As a game master, you’re doing a good job as long as everyone at your table is engaged and interested in the game. I’m probably not the first person to tell you this, but it's easier said than done. There’s lots of advice out there, but one of the many pitfalls in planning a session, a lack of information and direction, is often overlooked.
When players don’t have a clear set of paths to move forward on, most become confused and the wheels start to come off your game. This is part of the reason the dungeon-crawl is such a popular and enduring format. As long as there are unopened doors, players always have at least one clear course of action. They may argue over which way to go first, but the game rarely halts because there is no obvious way to proceed.
For Example
In a game I recently ran, the group was after a MacGuffin buried under an underwater temple. I decided to make this artifact much larger than they were expecting, building it into the foundation of the structure itself. I created the entire location around the assumption that they would destroy this object by stoking the flames of a dormant volcano and burying it with lava. In hindsight, the way I executed this plan was very poorly done.
I was so trapped in my own head focusing on the story I wanted to lay out that I forgot to plan how I’d show my players that path. I had one NPC (an evil aboleth boss) who could tell the players where the MacGuffin was, and zero clues as to how to destroy it. I had planned for the aboleth to try and surrender, bargaining information for its life, but the party killed it anyway. Why would I assume they would do anything else? The game slowed to a crawl with the boss dead and nothing to do but wander through a few unexplored areas of the dungeon.
The Three Clue Rule
Breakdowns in communication like this contribute to the persistent issue of railroading. It’s not that players don’t want a story, it’s that GMs are either too subtle or too strong in laying the path in front of them. If you go too far in the other direction and directly tell the players where you want them to go, many will revolt and try and find another way to go, no matter how nonsensical, just to try and gain back their agency.
Giving your players multiple small hints instead of one helps you tell a story without the players feel like they have lost control of their characters. Justin Alexander of The Alexandrian calls this The Three Clue Rule. Any time your players need information to proceed, it should be available in three different ways. They’ll probably disregard the significance of one, completely overlook another, but hopefully one will stick with them. And if they come up with an unexpected fourth way of proceeding that still makes sense, by all means use it!
You may feel that adding in more clues amounts to spoon-feeding the players, but there’s nothing to say that you can’t still make it challenging to find those clues.
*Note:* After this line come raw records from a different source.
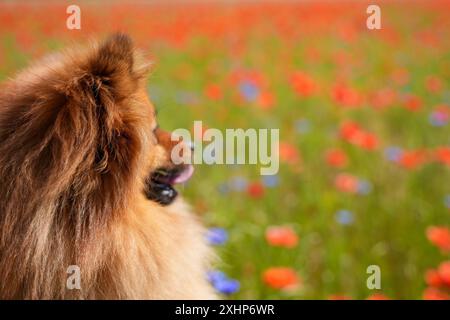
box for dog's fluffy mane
[0,34,211,298]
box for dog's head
[0,34,193,231]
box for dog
[0,34,216,299]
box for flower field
[0,0,450,299]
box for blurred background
[0,0,450,299]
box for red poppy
[434,147,450,166]
[325,149,348,168]
[403,94,423,111]
[263,267,300,290]
[425,269,444,287]
[438,260,450,286]
[340,121,362,141]
[289,71,317,97]
[370,88,397,109]
[340,121,379,150]
[205,84,223,100]
[399,150,427,169]
[266,227,298,248]
[332,84,362,108]
[425,76,442,93]
[391,68,409,85]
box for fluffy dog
[0,34,214,299]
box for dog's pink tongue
[173,164,194,183]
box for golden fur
[0,34,214,299]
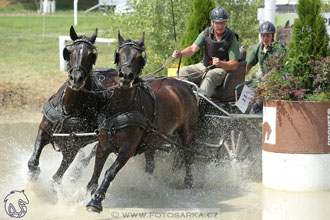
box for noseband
[66,38,98,75]
[115,40,147,76]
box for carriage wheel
[223,130,249,160]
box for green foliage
[108,0,190,75]
[256,0,330,102]
[181,0,215,65]
[217,0,264,48]
[286,0,329,91]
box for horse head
[115,32,147,87]
[63,26,97,90]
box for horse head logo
[4,190,29,218]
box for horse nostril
[128,73,134,79]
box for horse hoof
[87,183,98,195]
[184,178,193,189]
[86,199,102,213]
[28,167,41,182]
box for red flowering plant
[255,0,330,102]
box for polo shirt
[194,27,241,60]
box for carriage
[28,27,261,212]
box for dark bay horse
[28,26,117,184]
[87,33,198,212]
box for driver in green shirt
[172,7,240,97]
[245,21,285,74]
[245,21,285,113]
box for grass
[0,13,119,111]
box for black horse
[87,33,198,212]
[28,26,117,184]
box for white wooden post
[264,0,276,25]
[58,36,116,71]
[42,0,49,14]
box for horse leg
[28,127,50,181]
[87,137,111,195]
[80,143,98,168]
[179,129,194,188]
[73,143,98,179]
[86,141,136,213]
[144,148,155,175]
[53,147,78,184]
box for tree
[181,0,215,65]
[217,0,264,48]
[286,0,329,91]
[108,0,190,75]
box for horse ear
[138,32,144,47]
[70,25,78,41]
[93,53,97,65]
[63,48,70,61]
[118,30,125,45]
[91,28,97,44]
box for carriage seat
[211,47,246,103]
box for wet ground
[0,123,330,220]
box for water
[0,123,330,220]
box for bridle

Make some of the information require skill checks or sacrifices to obtain (although this does increase the chance of total breakdown). If done well, the players will feel that they’re working hard to build a case for what they should do next, not that they’re passing signposts telling them where to go.
Improving My Example
In the game I mentioned, there were two big pieces of information that I didn’t have a plan for communicating: the location of the MacGuffin, and how to destroy it.
An evil boss negotiating for its life with information the party desperately needs is a dramatic scene, so it obviously stays. However I could easily also put in a schematic of the entire dungeon, laying out where the MacGuffin is buried, and a magical device that would seek it out. I think giving the reveal to the boss is still the best moment, but it’d also be satisfying if the players already had the information when they fought the boss and could throw that in its face during negotiations.
A plan to destroy an artifact with a volcano is more abstract than said artifact’s location and therefore a bit trickier to do without beating the players over the head with it. Obviously, every ancient temple needs a library with moldering scrolls and tomes. Whether through a book, painting, or magical slideshow, it’s easy to communicate that the builders of the temple tried to use a volcano to destroy the MacGuffin but failed. I could start the adventure with a buried, Pompeii-like city to clue them in to what had happened previously. Had I really been planning in advance, I would have used a much earlier session to tell the group a legend about using the heart of an efreeti to incite an eruption.
Whatever your methods, you need to keep your players moving. There is nothing wrong with enjoying dungeon crawls with very clear paths forward, but other groups will make you work a bit harder. For these groups, make it a major priority while planning to find ways to nudge them along a story without taking away their agency.